Rayla Campbell can be heard in an online video shouting at Kennedy, who is trying to oust Democratic Sen. Ed Markey in the Sept. 1 Democratic primary, about Pressley campaign manager Monica Cannon-Grant.
“You going denounce the bigot behind you?” Campbell said to Kennedy, also appearing at the event. “I’m melanin-adjacent, according to her. You going [to] say something about that? She went on a 40-minute racial tirade about my family, about me, about me being married to a white man,” Campbell said to Kennedy.
“Talking about how people should shoot me in the head. She called me a n****r! A n***er! Alright? And you’re standing there, celebrating her. I’m running for Congress against Ayanna Pressley. Do I need this from someone I don’t even know?”
Kennedy would not respond to Campbell’s questions and waited until law enforcement escorted the Republican away.
Campbell, a black woman, appeared on SiriusXM Patriot’s The Wilkow Majority on Tuesday and talked with radio host Andrew Wilkow about Grant, who insulted her one month ago for her marriage to a white man.
“Her campaign manager happened to go on a huge racial bigoted tirade against me. Monica against me. My family, calling me all sorts of derogatory names, saying my husband’s a white supremacist, and I hang out with KKK members,” Campbell told Wilkow. “She called me melanin-adjacent. She said Harriet Tubman would have shot me. I’m a house n****r, and she called me straight up a n****r. She said that I forgot what color I am.”
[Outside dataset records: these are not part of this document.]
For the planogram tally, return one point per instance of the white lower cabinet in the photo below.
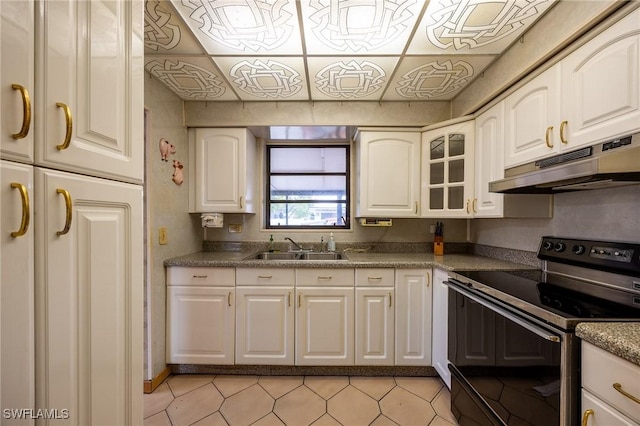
(265, 316)
(375, 316)
(200, 316)
(439, 358)
(413, 317)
Cannon-Grant made Campbell the target of an online video diatribe about Campbell’s interracial marriage. Pressley never denounced her campaign staffer’s tirade and refused to comment about it to the Washington Examiner.
“I’ll be damned if I let this melanin-adjacent woman whose proximity to white supremacy is so disgusting be disrespectful to our congresswoman because white folks have convinced her that she be drinking the water,” Cannon-Grant said in the video. “I guess white folks convinced her that she was better. I don’t know. She’s an exceptional negro? Is that what it is? She cross county lines to disrespect a white woman.”
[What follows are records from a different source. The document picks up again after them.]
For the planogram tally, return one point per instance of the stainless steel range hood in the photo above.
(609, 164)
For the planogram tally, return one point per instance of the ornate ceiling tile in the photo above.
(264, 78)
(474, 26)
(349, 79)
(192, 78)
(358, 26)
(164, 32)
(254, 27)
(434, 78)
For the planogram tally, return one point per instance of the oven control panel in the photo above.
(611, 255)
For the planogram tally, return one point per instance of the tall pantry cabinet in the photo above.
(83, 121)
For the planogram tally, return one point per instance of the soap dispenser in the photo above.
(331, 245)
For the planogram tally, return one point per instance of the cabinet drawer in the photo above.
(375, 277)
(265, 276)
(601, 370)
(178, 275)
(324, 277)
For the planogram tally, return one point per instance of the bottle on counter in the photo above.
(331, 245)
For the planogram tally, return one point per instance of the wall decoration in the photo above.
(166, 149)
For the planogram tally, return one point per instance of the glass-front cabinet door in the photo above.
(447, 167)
After the video emerged, Cannon-Grant, who runs the anti-violence nonprofit group called Violence in Boston, posted a statement on the organization’s Facebook page about her tirade.
“I do wish I had been more careful with my words when I commented about an individual seeking public office last week, and for that I take responsibility — this work requires more from me right now, and I’m learning to deal with this bigger spotlight,” Cannon-Grant said.
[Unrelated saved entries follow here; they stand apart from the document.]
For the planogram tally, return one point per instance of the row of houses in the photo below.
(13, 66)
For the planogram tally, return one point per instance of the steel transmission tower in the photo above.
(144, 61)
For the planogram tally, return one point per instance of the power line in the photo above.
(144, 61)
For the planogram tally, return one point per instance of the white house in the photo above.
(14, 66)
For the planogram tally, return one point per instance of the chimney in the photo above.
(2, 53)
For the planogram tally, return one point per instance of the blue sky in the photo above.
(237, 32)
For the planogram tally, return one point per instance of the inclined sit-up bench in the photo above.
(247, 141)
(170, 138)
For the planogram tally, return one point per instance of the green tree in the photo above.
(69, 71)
Campbell, who’s running a write-in campaign in an attempt to get on the November ballot, said she wants apologies from both Cannon-Grant and Kennedy but called Cannon-Grant’s statement an “unapology video.”
Pressley was elected to the House in 2018 after ousting a 20-year Democratic congressman in the primary. She represents a district, based in Boston and Cambridge, that has a +34 Democratic advantage, according to the Cook Political Report.